Development of a Low-Cost, Low-Power Integrated Machine Health Monitoring Sensor

PI Researcher: Michael Heilemann

This project, in conjunction with ADVIS Inc. is focused on developing a device to cost-effectively bring machine health monitoring to a broad spectrum of Department of Defense (DoD) assets (vehicles, pumps, etc.), where the implementation of conventional monitoring systems is cost prohibitive. To meet size (~1 in.3) and power consumption (battery life of ~3 years) requirements, the device utilizes low-power embedded machine learning (ML) models trained on data acquired by a vibration sensor. Spectral features extracted from a recorded signal are used to train an embedded ML model to perform tasks such as the detection of anomalies and faults in mechanical systems.

alchlight     Machine Learning to Produce Controllable Surface Nanopatterning

PI Researcher: Chunlei Guo 

Surface nanopatterning has a range of applications, such as creating superhydrophobic glass without compromising its transparency. The Guo lab will work with AlchLight on developing machine learning for controllable laser surface nanopatterning. The project will focus on developing machine learning in searching for optimal processing parameters, which can speed up the parameter search speed from weeks to hours. Optical property and surface morphology for the processed samples will also be characterized, which will be used to feedback machine learning.

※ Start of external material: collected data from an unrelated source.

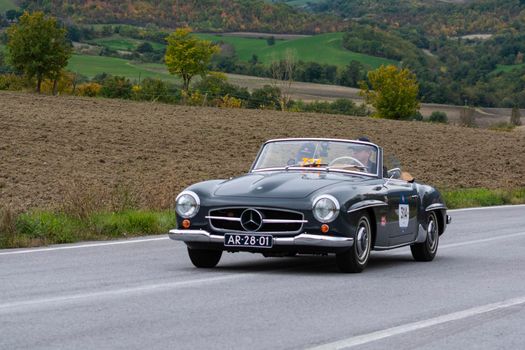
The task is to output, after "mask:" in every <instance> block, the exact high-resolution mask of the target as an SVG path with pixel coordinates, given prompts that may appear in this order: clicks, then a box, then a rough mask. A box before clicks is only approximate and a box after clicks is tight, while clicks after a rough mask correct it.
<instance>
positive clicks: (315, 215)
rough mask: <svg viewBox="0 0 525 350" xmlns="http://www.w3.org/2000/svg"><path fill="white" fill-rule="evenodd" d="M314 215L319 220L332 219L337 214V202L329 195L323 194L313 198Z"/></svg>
mask: <svg viewBox="0 0 525 350" xmlns="http://www.w3.org/2000/svg"><path fill="white" fill-rule="evenodd" d="M312 210H313V213H314V217H315V218H316V219H317V220H318V221H320V222H331V221H334V220H335V218H336V217H337V215H339V202H338V201H337V199H336V198H335V197H333V196H330V195H323V196H320V197H317V198H316V199H315V200H314V206H313V209H312Z"/></svg>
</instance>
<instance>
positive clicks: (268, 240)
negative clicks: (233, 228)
mask: <svg viewBox="0 0 525 350" xmlns="http://www.w3.org/2000/svg"><path fill="white" fill-rule="evenodd" d="M224 245H225V246H226V247H255V248H271V247H272V246H273V237H272V236H270V235H246V234H235V233H226V234H225V235H224Z"/></svg>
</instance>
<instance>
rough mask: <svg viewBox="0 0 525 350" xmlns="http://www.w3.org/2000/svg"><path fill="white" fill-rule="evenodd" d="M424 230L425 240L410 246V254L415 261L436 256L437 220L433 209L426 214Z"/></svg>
mask: <svg viewBox="0 0 525 350" xmlns="http://www.w3.org/2000/svg"><path fill="white" fill-rule="evenodd" d="M426 231H427V238H426V240H425V242H423V243H416V244H412V245H411V246H410V250H411V251H412V256H413V257H414V260H416V261H432V260H434V257H435V256H436V253H437V248H438V246H439V220H438V219H437V215H436V212H434V211H432V212H430V213H429V214H428V219H427V228H426Z"/></svg>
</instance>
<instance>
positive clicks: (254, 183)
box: [169, 138, 451, 272]
mask: <svg viewBox="0 0 525 350" xmlns="http://www.w3.org/2000/svg"><path fill="white" fill-rule="evenodd" d="M176 212H177V214H178V215H177V224H178V228H177V229H173V230H171V231H170V232H169V236H170V238H171V239H173V240H178V241H184V242H185V243H186V245H187V248H188V254H189V257H190V259H191V261H192V263H193V264H194V265H195V266H196V267H208V268H209V267H214V266H216V265H217V263H218V262H219V260H220V258H221V255H222V253H223V251H227V252H239V251H248V252H252V253H262V254H263V255H264V256H293V255H296V254H335V256H336V262H337V266H338V267H339V269H340V270H341V271H343V272H361V271H362V270H363V269H364V268H365V267H366V265H367V263H368V260H369V257H370V251H371V250H386V249H392V248H398V247H403V246H410V248H411V251H412V255H413V257H414V259H415V260H417V261H431V260H433V259H434V256H435V255H436V252H437V249H438V243H439V236H440V235H441V234H443V233H444V232H445V228H446V225H447V224H449V223H450V221H451V219H450V216H448V215H447V208H446V206H445V203H444V202H443V199H442V198H441V195H440V194H439V192H438V191H437V190H436V189H434V188H432V187H431V186H428V185H424V184H420V183H417V182H415V181H413V179H410V178H403V176H402V173H401V170H400V169H399V168H396V169H392V170H390V171H386V168H385V167H384V165H383V149H382V148H381V147H379V146H377V145H375V144H373V143H370V142H365V141H353V140H339V139H318V138H301V139H279V140H270V141H267V142H266V143H264V145H263V146H262V148H261V150H260V151H259V154H258V155H257V158H256V159H255V162H254V163H253V165H252V167H251V169H250V171H249V172H248V173H247V174H245V175H242V176H239V177H236V178H231V179H229V180H211V181H205V182H200V183H197V184H194V185H192V186H190V187H188V188H187V189H185V190H184V191H183V192H182V193H180V194H179V195H178V196H177V199H176Z"/></svg>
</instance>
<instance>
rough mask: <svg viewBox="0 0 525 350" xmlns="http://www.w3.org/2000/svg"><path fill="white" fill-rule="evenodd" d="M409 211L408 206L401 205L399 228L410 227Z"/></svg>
mask: <svg viewBox="0 0 525 350" xmlns="http://www.w3.org/2000/svg"><path fill="white" fill-rule="evenodd" d="M409 210H410V209H409V208H408V204H400V205H399V227H408V217H409Z"/></svg>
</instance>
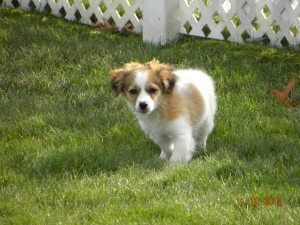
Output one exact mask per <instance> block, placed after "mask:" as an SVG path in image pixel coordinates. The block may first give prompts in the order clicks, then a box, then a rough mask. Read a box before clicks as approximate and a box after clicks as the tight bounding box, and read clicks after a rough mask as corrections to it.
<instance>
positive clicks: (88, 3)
mask: <svg viewBox="0 0 300 225" xmlns="http://www.w3.org/2000/svg"><path fill="white" fill-rule="evenodd" d="M82 4H83V6H84V8H85V9H86V10H87V9H88V8H89V7H90V3H89V1H88V0H83V1H82Z"/></svg>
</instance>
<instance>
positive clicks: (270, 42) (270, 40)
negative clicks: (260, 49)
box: [261, 33, 271, 45]
mask: <svg viewBox="0 0 300 225" xmlns="http://www.w3.org/2000/svg"><path fill="white" fill-rule="evenodd" d="M261 42H262V43H263V44H265V45H269V44H270V43H271V40H270V38H269V36H268V35H267V34H266V33H265V34H264V35H263V36H262V40H261Z"/></svg>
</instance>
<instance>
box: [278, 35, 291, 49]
mask: <svg viewBox="0 0 300 225" xmlns="http://www.w3.org/2000/svg"><path fill="white" fill-rule="evenodd" d="M280 43H281V45H282V47H289V45H290V44H289V41H288V40H287V39H286V37H283V38H282V39H281V41H280Z"/></svg>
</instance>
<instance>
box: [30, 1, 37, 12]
mask: <svg viewBox="0 0 300 225" xmlns="http://www.w3.org/2000/svg"><path fill="white" fill-rule="evenodd" d="M29 8H30V10H31V11H34V10H36V5H35V4H34V2H33V1H30V2H29Z"/></svg>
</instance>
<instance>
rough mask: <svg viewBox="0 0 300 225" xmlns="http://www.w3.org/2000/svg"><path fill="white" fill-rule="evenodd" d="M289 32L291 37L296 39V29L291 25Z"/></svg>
mask: <svg viewBox="0 0 300 225" xmlns="http://www.w3.org/2000/svg"><path fill="white" fill-rule="evenodd" d="M290 32H291V34H292V35H293V37H297V35H298V33H299V31H298V29H297V27H296V26H295V25H293V26H292V27H291V28H290Z"/></svg>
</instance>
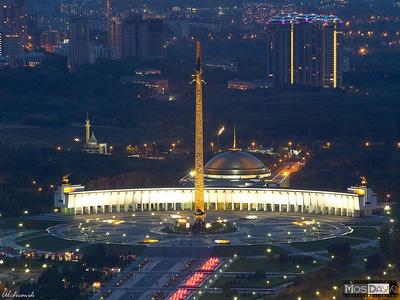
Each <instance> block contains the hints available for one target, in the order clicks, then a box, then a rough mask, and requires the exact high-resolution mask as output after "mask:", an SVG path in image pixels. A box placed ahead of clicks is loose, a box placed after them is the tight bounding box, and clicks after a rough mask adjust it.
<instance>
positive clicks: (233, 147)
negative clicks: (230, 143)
mask: <svg viewBox="0 0 400 300" xmlns="http://www.w3.org/2000/svg"><path fill="white" fill-rule="evenodd" d="M233 149H236V124H233Z"/></svg>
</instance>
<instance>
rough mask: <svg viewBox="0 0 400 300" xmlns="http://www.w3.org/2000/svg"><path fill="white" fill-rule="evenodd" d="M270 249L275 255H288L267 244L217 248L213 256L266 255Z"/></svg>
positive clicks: (272, 252)
mask: <svg viewBox="0 0 400 300" xmlns="http://www.w3.org/2000/svg"><path fill="white" fill-rule="evenodd" d="M268 248H270V249H271V250H272V253H273V254H281V253H286V251H285V250H283V249H281V248H279V247H276V246H271V245H267V244H263V245H240V246H215V247H214V249H213V252H212V255H215V256H233V255H235V254H237V255H239V256H257V255H265V254H266V253H267V249H268Z"/></svg>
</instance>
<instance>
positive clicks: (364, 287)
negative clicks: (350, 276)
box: [343, 280, 398, 297]
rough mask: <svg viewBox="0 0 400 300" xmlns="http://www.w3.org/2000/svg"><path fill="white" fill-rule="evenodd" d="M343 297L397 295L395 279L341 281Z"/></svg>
mask: <svg viewBox="0 0 400 300" xmlns="http://www.w3.org/2000/svg"><path fill="white" fill-rule="evenodd" d="M343 295H344V296H345V297H364V296H368V295H374V296H386V297H395V296H397V295H398V294H397V281H395V280H346V281H344V282H343Z"/></svg>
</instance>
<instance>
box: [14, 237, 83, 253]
mask: <svg viewBox="0 0 400 300" xmlns="http://www.w3.org/2000/svg"><path fill="white" fill-rule="evenodd" d="M16 243H17V244H18V245H20V246H23V247H25V245H26V244H29V245H30V246H29V247H30V248H32V249H37V250H44V251H63V250H66V249H67V248H70V247H75V246H78V245H80V244H82V242H78V241H69V240H63V239H59V238H56V237H54V236H52V235H44V236H39V237H33V238H30V239H26V240H23V241H16Z"/></svg>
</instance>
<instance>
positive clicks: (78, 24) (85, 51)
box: [68, 18, 90, 71]
mask: <svg viewBox="0 0 400 300" xmlns="http://www.w3.org/2000/svg"><path fill="white" fill-rule="evenodd" d="M89 61H90V60H89V27H88V21H87V19H86V18H73V19H72V20H71V25H70V38H69V46H68V68H69V70H70V71H75V70H76V69H77V68H79V67H80V66H81V65H83V64H85V63H89Z"/></svg>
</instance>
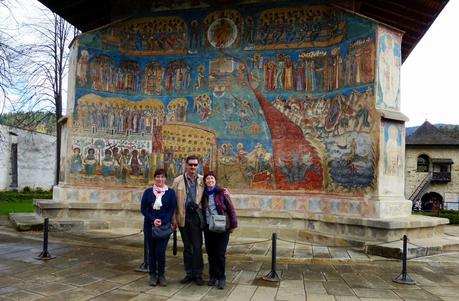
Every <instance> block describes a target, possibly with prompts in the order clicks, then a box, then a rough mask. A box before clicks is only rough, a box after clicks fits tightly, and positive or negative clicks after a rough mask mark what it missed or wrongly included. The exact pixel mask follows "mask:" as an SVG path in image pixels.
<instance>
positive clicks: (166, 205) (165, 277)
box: [140, 169, 177, 286]
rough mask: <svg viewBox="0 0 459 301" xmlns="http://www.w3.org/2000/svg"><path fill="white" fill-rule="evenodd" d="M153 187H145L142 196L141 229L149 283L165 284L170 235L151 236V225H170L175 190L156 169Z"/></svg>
mask: <svg viewBox="0 0 459 301" xmlns="http://www.w3.org/2000/svg"><path fill="white" fill-rule="evenodd" d="M154 178H155V183H154V185H153V187H150V188H148V189H146V190H145V191H144V193H143V196H142V202H141V205H140V210H141V211H142V214H143V216H144V223H143V230H144V232H145V236H146V237H147V245H148V267H149V271H150V285H151V286H156V285H157V284H159V285H160V286H166V285H167V282H166V277H165V276H164V271H165V268H166V249H167V243H168V241H169V238H170V235H168V236H167V237H165V238H154V237H152V227H161V226H165V225H168V226H169V227H171V221H172V215H173V214H174V211H175V207H176V205H177V201H176V197H175V191H174V190H173V189H170V188H168V187H167V185H166V178H167V176H166V172H165V171H164V169H158V170H156V171H155V174H154Z"/></svg>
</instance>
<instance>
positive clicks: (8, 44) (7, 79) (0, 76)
mask: <svg viewBox="0 0 459 301" xmlns="http://www.w3.org/2000/svg"><path fill="white" fill-rule="evenodd" d="M11 3H12V1H7V0H0V10H1V11H2V15H4V14H9V15H10V17H11V20H14V14H13V13H12V11H11V9H10V5H11ZM10 26H11V25H10ZM10 31H11V28H8V25H7V24H6V23H3V22H2V23H0V115H2V114H3V113H4V112H5V110H6V108H7V107H9V106H11V105H12V104H13V101H12V99H11V94H12V93H13V91H14V87H15V85H14V80H13V79H14V77H15V74H16V73H17V71H18V70H21V62H22V60H21V56H22V55H23V51H22V50H23V49H22V48H21V47H20V45H19V44H18V42H17V41H16V40H15V39H14V37H13V36H12V35H11V34H10Z"/></svg>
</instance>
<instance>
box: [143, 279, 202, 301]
mask: <svg viewBox="0 0 459 301" xmlns="http://www.w3.org/2000/svg"><path fill="white" fill-rule="evenodd" d="M158 288H159V289H162V288H163V287H158ZM166 288H167V287H166ZM210 289H211V287H209V286H207V285H203V286H198V285H195V284H194V283H192V284H190V285H187V286H185V287H183V288H182V289H181V290H179V291H178V292H177V293H176V294H175V295H174V298H176V299H182V300H201V299H202V298H203V297H204V296H205V295H206V294H207V292H209V290H210ZM155 291H156V290H155ZM149 293H153V290H152V291H150V292H149ZM158 294H161V293H160V292H159V290H158Z"/></svg>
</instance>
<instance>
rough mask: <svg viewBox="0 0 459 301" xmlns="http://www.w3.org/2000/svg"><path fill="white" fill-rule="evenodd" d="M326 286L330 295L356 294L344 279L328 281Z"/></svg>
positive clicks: (353, 294) (349, 294)
mask: <svg viewBox="0 0 459 301" xmlns="http://www.w3.org/2000/svg"><path fill="white" fill-rule="evenodd" d="M324 287H325V289H326V290H327V293H328V294H329V295H336V296H355V294H354V291H353V290H352V289H351V288H350V287H349V286H348V285H347V283H346V282H344V281H327V282H324Z"/></svg>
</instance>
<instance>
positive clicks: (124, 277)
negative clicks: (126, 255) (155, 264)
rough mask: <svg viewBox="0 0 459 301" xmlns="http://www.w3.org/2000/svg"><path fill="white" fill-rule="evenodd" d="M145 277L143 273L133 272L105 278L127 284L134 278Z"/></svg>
mask: <svg viewBox="0 0 459 301" xmlns="http://www.w3.org/2000/svg"><path fill="white" fill-rule="evenodd" d="M143 277H145V274H143V273H138V272H137V273H134V274H121V275H118V276H115V277H111V278H107V281H110V282H115V283H119V284H127V283H130V282H133V281H135V280H139V279H140V278H143Z"/></svg>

Toward Speaker-Specific Voice Spoofing Countermeasures

Headshot Photo of Zhiyao DuanPI Researcher: Zhiyao Duan

This is a continuation of last year’s CoE project which aimed to develop and deploy noise-resilient voice spoofing countermeasures to IngenID’s automatic speaker verification (ASV) engines. This new project aims to develop a new paradigm of spoofing countermeasures, specifically, speaker-specific countermeasures, to fit to each speaker’s characteristics more accurately. This is to respond to the highly realistic deepfakes generated by rapidly developing generative AI technology (e.g., voice cloning from ElevenLabs), which has been shown to successfully fool state-of-the-art speaker-generic voice spoofing countermeasures. By designing speaker-specific passive and active countermeasures, we will significantly improve the accuracy and robustness of countermeasures.